Daniel Keating Norris
Colonel Daniel Keating Norris, born November 1, 1846 in Lower St. Matthews, Orangeburg County, South Carolina, was the founder of the Norris Cotton Mill. He was a member of the Clemson Board of Trustees from 1888 to 1905. Norris Hall is named for him.
His father was George Norris, a farmer and planter. His mother was Amelia Avinger Norris, (January 24, 1812 - March 29 1883). His mother is buried in his family plot in Pendleton. His father is not buried there.
His grandfather was Patrick Nash who came to Fairfield County, South Carolina from Ireland and served in the Revolutionary War.
His brother, George Manly Norris, born 1848, served as a Confederate Soldier for six months as a second Lieutenant of Company F, of the Second Regiment of the S.C. Junior Troops. (he was only 16 years old). After the war G. M. Norris was a planter in Vance, South Carolina. D. K. Norris also had another brother, J. F. Norris, of Charleston, South Carolina.
D. K. Norris died at Johns Hopkins Hospital, Baltimore, Maryland, on January 23, 1905. He had been ill for some time and went to the hospital for diagnosis and treatment. He is buried in the family plot at the First Baptist Church in Pendleton, South Carolina.
There is a large gravestone but there is no indication that D. K. Norris was a Confederate Veteran. He was given a military funeral.
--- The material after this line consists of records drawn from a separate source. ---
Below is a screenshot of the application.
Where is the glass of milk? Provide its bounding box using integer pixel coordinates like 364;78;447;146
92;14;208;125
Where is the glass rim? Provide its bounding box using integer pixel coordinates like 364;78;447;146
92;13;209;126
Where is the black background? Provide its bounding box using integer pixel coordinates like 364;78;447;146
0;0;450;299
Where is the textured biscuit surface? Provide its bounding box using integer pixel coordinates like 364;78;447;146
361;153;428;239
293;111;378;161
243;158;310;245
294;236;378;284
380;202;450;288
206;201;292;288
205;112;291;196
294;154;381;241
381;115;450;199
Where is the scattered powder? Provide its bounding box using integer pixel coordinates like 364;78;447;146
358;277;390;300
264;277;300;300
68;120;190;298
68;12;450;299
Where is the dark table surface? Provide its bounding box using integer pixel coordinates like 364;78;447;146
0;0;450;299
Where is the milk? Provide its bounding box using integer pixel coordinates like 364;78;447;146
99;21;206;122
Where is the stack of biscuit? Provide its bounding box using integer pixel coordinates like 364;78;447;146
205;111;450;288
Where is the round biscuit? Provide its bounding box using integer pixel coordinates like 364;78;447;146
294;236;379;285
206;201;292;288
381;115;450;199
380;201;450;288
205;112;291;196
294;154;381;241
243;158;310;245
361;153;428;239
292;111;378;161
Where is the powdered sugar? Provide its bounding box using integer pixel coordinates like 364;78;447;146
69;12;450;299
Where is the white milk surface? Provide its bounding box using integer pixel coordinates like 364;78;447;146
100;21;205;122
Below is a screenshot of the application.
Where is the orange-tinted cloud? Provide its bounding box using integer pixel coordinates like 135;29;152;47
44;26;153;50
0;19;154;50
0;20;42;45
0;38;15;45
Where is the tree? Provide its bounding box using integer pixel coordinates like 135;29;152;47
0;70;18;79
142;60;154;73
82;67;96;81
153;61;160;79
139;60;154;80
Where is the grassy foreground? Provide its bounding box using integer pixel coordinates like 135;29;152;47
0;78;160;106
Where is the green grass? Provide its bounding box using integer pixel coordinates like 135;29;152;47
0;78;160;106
Colonel Norris was a wealthy cotton planter of upper Anderson County as the nineteenth century began drawing to a close. In 1877, Colonel Norris moved to the upstate from Vance, in the South Carolina low country. As time went on, Colonel Norris began to focus on building a manufacturing plant in which to produce cotton cloth. Colonel Norris interested his two brothers along with others to invest in this new venture. This cotton mill was the first for Pickens County and construction began in 1895 with the construction of a dam on the Twelve Mile River. The community that sprang from this new mill construction was affectionately called Cateechee. Cateechee was the name of the legendary Indian maiden who had ridden from Keowee Town above Six Mile all the way to Ninety Six, South Carolina, to warn settlers there of an impending attack by the Cherokee. Her lover was one of the settlers. Colonel Norris named the mill after himself, and the Norris Cotton Mill was established in Cateechee.
The community of Cateechee became the town of Norris, South Carolina.
Col. Norris had the first telephone in the area which connected his home with his two mills.